Similar strategies apply to maple syrup urine disease, organic acidemias, and urea cycle disorders, each with its own restricted amino acid or nutrient. Specialized low-protein versions of everyday foods like bread, pasta, and cereal help make these diets livable. For some conditions, high-dose vitamins that act as helpers for the defective enzyme can partially restore its function, reducing the severity of dietary restrictions.
Enzyme Replacement and Other Therapies
For IEMs where the missing enzyme can be manufactured and delivered into the body, enzyme replacement therapy offers a more direct fix. This approach has the strongest evidence in lysosomal storage disorders. Patients receive regular infusions of the enzyme their body can’t make. Approved enzyme replacement therapies exist for Gaucher disease, Fabry disease, Pompe disease, Hunter syndrome, and several types of mucopolysaccharidosis.
These treatments don’t cure the underlying genetic defect, but they can slow or prevent organ damage when started early. For Pompe disease, which weakens the heart and muscles, enzyme replacement can be lifesaving when begun in infancy. For Fabry disease, which causes progressive kidney, heart, and nerve damage, early treatment helps preserve organ function over decades.
Organ transplantation, particularly liver transplant, is sometimes used for severe IEMs where the liver is the primary site of the missing enzyme. Gene therapy, which aims to correct the defective gene itself, is an active area of development for several conditions.

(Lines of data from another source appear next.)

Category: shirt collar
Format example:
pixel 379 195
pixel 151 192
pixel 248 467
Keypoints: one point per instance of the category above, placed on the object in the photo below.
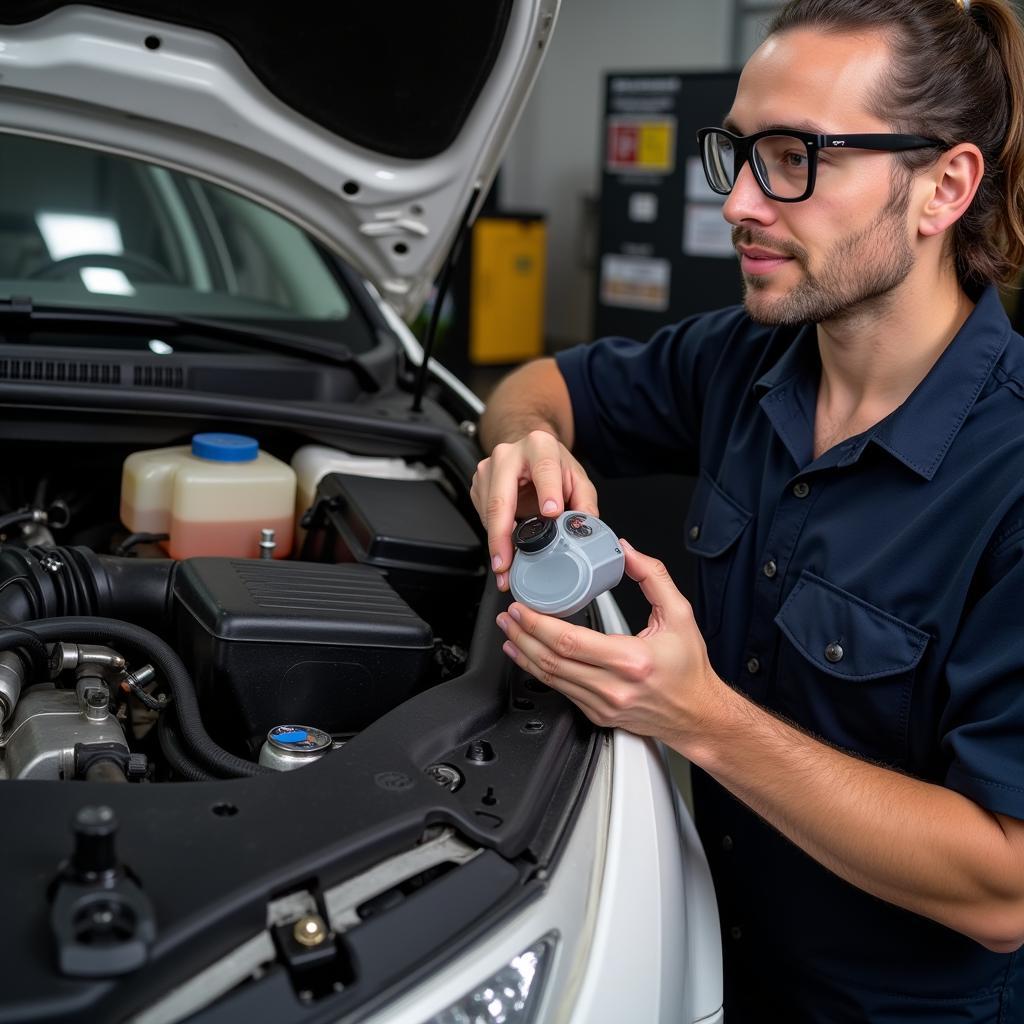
pixel 921 431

What Happens Without Treatment
The consequences of missed or delayed diagnosis can be severe. Because so many IEMs affect the brain, the most common long-term damage is neurological: intellectual disability, seizure disorders, movement problems, and developmental delays. PKU is a striking example. Before newborn screening existed, untreated PKU was one of the leading causes of intellectual disability. With early detection and dietary treatment, children with PKU develop normally.

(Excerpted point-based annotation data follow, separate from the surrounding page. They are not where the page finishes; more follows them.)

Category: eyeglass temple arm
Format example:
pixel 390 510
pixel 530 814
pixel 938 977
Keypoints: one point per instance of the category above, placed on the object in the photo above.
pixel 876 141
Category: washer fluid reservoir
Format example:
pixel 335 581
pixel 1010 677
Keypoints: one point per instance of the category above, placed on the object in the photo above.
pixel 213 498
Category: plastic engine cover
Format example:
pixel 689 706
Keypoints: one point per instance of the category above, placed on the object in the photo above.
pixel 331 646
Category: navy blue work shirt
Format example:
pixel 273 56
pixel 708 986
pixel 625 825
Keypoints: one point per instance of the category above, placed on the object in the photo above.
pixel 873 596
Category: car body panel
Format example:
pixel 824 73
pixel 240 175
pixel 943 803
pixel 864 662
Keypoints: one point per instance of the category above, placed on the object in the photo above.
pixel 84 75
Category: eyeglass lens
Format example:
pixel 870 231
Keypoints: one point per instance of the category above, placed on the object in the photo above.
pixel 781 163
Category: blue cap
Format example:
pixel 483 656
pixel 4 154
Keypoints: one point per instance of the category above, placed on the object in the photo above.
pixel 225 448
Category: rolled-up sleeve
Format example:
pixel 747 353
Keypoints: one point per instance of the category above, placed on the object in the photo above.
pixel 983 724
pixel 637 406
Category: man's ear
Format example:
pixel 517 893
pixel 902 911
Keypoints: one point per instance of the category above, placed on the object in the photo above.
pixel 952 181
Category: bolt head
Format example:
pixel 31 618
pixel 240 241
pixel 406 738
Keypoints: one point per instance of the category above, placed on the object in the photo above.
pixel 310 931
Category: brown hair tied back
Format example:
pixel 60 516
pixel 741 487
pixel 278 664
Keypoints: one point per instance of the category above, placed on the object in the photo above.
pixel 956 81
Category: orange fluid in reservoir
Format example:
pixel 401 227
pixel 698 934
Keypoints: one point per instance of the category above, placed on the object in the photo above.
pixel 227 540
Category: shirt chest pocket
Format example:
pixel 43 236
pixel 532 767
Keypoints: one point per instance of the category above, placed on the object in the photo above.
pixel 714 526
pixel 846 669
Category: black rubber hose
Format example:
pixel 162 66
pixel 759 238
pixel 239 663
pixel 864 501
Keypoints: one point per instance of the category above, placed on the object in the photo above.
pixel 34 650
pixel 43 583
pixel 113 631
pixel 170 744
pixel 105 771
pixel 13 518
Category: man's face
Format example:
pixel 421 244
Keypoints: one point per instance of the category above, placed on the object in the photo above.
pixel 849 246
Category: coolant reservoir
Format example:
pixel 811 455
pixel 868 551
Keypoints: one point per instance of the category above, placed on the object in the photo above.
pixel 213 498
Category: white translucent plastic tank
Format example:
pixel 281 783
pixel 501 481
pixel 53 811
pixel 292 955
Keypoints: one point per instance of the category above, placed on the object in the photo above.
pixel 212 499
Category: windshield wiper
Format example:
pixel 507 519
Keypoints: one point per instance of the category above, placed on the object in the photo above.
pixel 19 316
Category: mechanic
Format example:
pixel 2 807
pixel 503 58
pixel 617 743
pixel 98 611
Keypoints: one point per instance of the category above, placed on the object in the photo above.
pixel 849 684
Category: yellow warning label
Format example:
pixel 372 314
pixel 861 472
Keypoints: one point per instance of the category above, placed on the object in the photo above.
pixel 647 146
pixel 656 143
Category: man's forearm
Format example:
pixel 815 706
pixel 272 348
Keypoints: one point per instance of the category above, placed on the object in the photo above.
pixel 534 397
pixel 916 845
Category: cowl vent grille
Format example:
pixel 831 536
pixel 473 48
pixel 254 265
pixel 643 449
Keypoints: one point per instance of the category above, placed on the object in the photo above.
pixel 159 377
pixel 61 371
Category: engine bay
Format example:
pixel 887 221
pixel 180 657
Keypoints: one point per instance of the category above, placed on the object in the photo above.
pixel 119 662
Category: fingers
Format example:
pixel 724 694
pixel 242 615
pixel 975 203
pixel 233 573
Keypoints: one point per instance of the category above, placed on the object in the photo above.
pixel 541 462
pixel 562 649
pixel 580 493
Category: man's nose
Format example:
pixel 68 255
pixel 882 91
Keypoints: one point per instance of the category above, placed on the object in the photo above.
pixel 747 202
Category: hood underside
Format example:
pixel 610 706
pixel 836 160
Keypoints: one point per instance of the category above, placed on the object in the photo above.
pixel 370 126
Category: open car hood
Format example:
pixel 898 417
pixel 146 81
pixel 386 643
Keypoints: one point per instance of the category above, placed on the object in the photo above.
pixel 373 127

Beyond the brain, untreated IEMs can cause liver failure, heart damage, kidney disease, and bone abnormalities depending on which pathway is affected. Some conditions are fatal in infancy without intervention. Others cause a slow, progressive decline over years. The window for preventing damage is often narrow, which is why newborn screening programs exist and why the first days of life matter so much for these conditions.